Página 1 de 8
Charles Dickens
Una confesión encontrada en una prisión de la época de Carlos II
Tenía el grado de teniente en el ejército de St Majestad y serví en el
extranjero en las campañas de 1677 y 1678. Concluido el tratado de Nimega,
regresé a casa y, abandonando el servicio militar, me retiré a una pequeña
propiedad situada a escasos kilómetros al este de Londres, que había adquirido
recientemente por derechos de mi esposa.
Ésta será la última noche de mi vida, por lo que expresaré toda la verdad sin
disfraz alguno. Nunca fui un hombre valiente, y siempre, desde mi niñez; tuve
una naturaleza desconfiada, reservada y hosca. Hablo de mí mismo como si no
estuviera ya en el mundo, pues mientras escribo esto están cavando mi tumba y
escribiendo mi nombre en el libro negro de la muerte.
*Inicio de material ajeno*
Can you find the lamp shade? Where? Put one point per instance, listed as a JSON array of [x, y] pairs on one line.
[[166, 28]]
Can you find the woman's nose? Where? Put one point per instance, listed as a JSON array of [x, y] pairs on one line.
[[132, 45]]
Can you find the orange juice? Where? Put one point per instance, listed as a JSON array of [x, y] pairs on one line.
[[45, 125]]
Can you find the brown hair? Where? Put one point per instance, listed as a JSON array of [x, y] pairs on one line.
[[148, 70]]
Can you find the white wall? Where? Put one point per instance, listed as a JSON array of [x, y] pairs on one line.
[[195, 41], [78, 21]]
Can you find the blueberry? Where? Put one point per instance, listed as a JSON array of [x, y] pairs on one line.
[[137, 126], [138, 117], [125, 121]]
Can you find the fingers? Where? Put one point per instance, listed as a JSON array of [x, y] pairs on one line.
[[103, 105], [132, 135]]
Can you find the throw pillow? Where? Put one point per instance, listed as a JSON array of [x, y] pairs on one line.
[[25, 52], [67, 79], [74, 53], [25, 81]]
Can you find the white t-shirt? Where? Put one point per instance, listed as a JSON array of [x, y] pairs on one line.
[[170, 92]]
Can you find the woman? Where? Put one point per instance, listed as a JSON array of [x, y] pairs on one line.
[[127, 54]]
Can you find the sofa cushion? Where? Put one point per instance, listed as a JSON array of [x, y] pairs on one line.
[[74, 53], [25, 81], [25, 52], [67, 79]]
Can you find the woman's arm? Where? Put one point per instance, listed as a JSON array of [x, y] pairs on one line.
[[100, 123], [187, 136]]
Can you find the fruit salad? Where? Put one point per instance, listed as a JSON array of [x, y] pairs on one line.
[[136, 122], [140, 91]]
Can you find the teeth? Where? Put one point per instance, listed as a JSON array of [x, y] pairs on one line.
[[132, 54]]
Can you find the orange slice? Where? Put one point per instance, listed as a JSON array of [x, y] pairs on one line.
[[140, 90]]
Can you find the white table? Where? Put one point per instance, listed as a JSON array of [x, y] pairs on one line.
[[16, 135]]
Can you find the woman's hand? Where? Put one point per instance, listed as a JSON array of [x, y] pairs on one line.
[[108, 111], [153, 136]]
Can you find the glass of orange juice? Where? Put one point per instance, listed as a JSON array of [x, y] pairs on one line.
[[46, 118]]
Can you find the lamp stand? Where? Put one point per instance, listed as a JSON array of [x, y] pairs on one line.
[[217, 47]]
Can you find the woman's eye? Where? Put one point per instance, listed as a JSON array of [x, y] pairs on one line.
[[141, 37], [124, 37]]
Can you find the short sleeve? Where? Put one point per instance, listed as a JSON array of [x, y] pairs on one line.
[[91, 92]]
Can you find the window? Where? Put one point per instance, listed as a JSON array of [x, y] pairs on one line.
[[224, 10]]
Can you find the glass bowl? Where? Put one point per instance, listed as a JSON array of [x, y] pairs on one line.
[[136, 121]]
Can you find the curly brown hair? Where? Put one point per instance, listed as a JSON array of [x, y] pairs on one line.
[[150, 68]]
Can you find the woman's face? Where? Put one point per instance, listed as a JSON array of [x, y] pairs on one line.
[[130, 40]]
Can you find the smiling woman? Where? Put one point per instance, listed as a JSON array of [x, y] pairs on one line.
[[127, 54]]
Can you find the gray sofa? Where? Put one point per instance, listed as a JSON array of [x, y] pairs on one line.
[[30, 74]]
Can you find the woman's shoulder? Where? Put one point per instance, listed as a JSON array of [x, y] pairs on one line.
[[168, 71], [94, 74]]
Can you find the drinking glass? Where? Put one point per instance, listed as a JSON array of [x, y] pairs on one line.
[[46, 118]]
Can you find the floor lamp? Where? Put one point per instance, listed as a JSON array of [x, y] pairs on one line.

Poco después de mi regreso a Inglaterra mi único hermano contrajo una enfermedad
mortal. Esta circunstancia apenas me produjo dolor alguno, pues casi no nos
habíamos relacionado desde que nos hicimos adultos. Él era un hombre generoso y
de corazón abierto, de mejor aspecto físico que yo, más satisfecho de la vida y
en general amado. Los que por ser amigos suyos quisieron conocerme en el
extranjero o en nuestro país, raras veces seguían viéndome mucho tiempo, y
solían decir en nuestra primera conversación que se sorprendían de encontrar dos
hermanos que fueran tan distintos en sus maneras y aspecto. Acostumbraba yo a
provocar esa declaración, pues sabía las comparaciones que iban a hacer entre
ambos y, como sentía en mi corazón una enconada envidia, trataba de justificarla
ante mí mismo.
Nos habíamos casado con dos hermanas. Este vínculo adicional entre nosotros, tal
como lo considerarían algunos, en realidad sirvió sólo para apartarnos más. Su
esposa me conocía bien. Nunca, estando ella presente, mostré mis celos o
rencores secretos, pero aquella mujer los conocía tan bien como yo. Nunca, en
aquellos momentos, levanté mi vista sin encontrar la suya fija en mí; nunca miré
al suelo o hacia otra parte sin tener la sensación de que seguía vigilándome.
Para mí era un alivio inexpresable cuando disputábamos, y fue un alivio todavía
mayor cuando, encontrándome en el extranjero, me enteré de que había muerto.